— Клянусь Бахусом! — воскликнул мажордом (пуская в ход одно из тех старых языческих выражений, которые сохранились в Италии и по сей день). — Да ведь это самая красивая девушка, какую я когда-либо видел! Если бы только она стала пастушкой номер тридцать, я с легким сердцем пошел бы домой ужинать. Спрошу-ка ее! От спроса беды не будет, а польза может быть большая. Постой, милая! — продолжал он, видя, что при его приближении девушка повернулась и хотела войти в дом. — Не бойся меня! Я мажордом маркиза Мелани, и меня все знают в Пизе как человека степенного. Мне надо сказать тебе кое-что замечательно хорошее для тебя. Не смотри на меня с таким удивлением; я сейчас дойду до сути дела. Не хочешь ли заработать малость — конечно, честным путем? По виду, деточка, ты не так уж богата!

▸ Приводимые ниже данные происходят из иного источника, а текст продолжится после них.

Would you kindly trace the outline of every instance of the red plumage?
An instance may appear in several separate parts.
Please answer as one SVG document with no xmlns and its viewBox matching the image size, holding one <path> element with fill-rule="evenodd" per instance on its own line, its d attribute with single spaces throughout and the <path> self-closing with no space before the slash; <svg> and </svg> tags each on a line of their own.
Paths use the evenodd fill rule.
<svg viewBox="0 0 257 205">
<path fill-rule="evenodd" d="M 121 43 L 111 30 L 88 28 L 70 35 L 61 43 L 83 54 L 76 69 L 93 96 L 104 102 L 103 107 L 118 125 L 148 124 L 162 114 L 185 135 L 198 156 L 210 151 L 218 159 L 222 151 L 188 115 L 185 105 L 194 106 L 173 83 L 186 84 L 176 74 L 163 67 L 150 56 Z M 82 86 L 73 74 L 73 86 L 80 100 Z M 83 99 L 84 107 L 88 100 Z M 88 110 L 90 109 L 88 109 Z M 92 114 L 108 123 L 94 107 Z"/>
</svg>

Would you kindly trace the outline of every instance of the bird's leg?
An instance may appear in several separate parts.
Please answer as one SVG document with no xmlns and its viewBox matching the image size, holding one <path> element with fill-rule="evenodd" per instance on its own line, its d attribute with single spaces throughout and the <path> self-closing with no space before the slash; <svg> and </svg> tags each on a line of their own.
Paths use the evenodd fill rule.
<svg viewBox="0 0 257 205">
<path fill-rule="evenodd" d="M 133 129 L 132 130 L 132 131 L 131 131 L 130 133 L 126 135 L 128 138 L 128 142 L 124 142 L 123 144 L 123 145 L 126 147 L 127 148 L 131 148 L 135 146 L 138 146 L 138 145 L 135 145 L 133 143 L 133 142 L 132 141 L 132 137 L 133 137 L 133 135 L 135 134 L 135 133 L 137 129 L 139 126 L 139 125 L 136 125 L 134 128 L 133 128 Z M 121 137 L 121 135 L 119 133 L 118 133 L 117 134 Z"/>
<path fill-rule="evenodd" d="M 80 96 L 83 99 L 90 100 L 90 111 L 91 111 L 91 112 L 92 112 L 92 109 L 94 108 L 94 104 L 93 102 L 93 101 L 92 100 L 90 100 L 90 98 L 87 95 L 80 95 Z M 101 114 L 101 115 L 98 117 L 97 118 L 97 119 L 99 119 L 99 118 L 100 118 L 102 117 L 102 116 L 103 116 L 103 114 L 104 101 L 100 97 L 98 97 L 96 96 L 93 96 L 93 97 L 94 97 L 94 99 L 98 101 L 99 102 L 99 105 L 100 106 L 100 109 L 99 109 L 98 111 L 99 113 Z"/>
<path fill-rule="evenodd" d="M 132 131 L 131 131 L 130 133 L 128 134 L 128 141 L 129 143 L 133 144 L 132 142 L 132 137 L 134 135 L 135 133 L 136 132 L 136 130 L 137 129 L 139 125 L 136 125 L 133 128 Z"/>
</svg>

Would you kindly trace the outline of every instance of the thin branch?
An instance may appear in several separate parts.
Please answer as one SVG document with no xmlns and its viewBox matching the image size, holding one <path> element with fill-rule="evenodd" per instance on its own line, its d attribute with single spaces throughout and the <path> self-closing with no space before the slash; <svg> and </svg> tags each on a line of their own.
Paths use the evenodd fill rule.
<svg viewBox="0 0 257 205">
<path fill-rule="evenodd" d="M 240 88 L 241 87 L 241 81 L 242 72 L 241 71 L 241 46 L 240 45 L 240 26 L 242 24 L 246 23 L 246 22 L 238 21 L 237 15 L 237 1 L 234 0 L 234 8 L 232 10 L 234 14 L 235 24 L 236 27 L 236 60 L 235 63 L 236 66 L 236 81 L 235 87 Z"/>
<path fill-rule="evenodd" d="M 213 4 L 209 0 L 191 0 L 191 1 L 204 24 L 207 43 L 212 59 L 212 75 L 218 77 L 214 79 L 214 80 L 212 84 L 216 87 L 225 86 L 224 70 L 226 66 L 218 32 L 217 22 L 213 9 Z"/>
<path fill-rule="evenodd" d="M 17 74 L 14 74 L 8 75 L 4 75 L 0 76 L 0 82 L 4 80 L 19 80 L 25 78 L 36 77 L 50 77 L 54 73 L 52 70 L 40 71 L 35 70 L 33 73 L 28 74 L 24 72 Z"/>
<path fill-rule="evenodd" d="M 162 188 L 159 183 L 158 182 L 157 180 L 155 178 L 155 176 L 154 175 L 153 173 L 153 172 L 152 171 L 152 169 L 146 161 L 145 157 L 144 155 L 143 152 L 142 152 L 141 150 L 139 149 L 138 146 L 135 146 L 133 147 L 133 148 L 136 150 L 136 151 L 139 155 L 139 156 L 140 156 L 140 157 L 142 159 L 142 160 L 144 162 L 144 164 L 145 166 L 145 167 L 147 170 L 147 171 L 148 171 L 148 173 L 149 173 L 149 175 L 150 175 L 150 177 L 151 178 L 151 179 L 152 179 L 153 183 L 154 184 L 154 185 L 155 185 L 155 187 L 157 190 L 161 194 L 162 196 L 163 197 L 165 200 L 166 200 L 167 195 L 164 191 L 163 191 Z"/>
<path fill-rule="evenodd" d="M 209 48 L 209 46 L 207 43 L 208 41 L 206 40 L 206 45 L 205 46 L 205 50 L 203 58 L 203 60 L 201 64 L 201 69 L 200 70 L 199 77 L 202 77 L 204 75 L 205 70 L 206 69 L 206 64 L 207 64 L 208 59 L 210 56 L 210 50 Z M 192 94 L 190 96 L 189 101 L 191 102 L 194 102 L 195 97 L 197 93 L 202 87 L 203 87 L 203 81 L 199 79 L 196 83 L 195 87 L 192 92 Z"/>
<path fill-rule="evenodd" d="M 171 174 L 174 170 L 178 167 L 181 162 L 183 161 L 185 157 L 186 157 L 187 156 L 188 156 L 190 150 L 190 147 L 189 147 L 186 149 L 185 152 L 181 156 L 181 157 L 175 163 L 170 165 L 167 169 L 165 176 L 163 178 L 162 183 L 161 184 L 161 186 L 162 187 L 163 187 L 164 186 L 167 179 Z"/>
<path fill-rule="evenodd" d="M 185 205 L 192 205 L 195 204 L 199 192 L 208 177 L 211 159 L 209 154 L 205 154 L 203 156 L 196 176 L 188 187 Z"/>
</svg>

— Я очень бедна, и мне до крайности нужен какой-нибудь честный заработок, — печально ответила девушка.
— Тогда мы с тобой отлично поладим; у меня как раз есть для тебя самая приятная работа и деньги хорошие на уплату. Но прежде чем нам толковать об этом, не расскажешь ли ты мне немного о себе: кто ты, и прочее? Обо мне ты теперь уже знаешь.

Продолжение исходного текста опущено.